= The Fragrant Companion =

A Qing period copy of the play, from the National Library of China

The Fragrant Companion (憐香伴 (怜香伴, Lián Xiāng Bàn)) is a Chinese play by Li Yu, written in 1651. The story is about two women, Cui Jianyun (崔笺云 (Cuī Jiànyún)) and Cao Yuhua (曹语花 (Cáo Yǔhuā)), who fall for each other.

The story is about female homosexuality in a patriarchal society.

==Plot==
Cui Jianyun, wife of the scholar Fan Jiefu (范介夫 (Fàn Jièfū)), goes to a temple to burn joss to the gods after her honeymoon. At the temple she meets Cao Yuhua, the daughter of Lord Cao, who is two years her junior. Cui Jianyun is attracted to Cao Yuhua's extraordinary fragrance and Cao Yuhua is attracted to Cui Jianyun's poetic talent. Cui Jianyun prays to be turned into a man so she can marry Cao Yuhua. When the miracle does not occur, Cui Jianyun begins wearing men's clothing and marries Cao Yuhua secretly. However they are soon separated.

Dreaming together by night

Dressing together by day

Flowered countenances side by side in the mirror, two fragrant buds on a stem.

Deep in the inner chambers, harmonizing our song, step by step,

Just like a husband and wife.
— Excerpt from the text, translated by Jessica Moyer

In order to live together, Cui Jianyun persuades Fan Jiefu to send a matchmaker to Lord Cao's house, asking him to grant her daughter to him as a second wife.

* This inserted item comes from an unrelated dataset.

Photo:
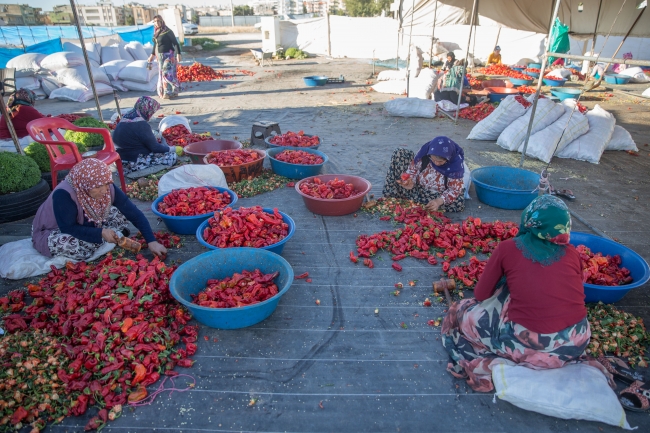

Lord Cao flies into a rage at the thought of his daughter becoming a mere concubine to the scholar. He throws out the matchmaker, leaves at once for the capital with Cao Yuhua, and orders Fan to be stripped of his title. After numerous twists and turns, Cui Jianyun and Cao Yuhua manage to reunite and in the end Fan Jiefu is given permission to take them both as wives.

==Performances==
This story was adapted into Peking opera in 1954, and re-adapted into Kun Opera. This premiered in Beijing in 2010, to commemorates the 400th anniversary of Li Yu's birthday.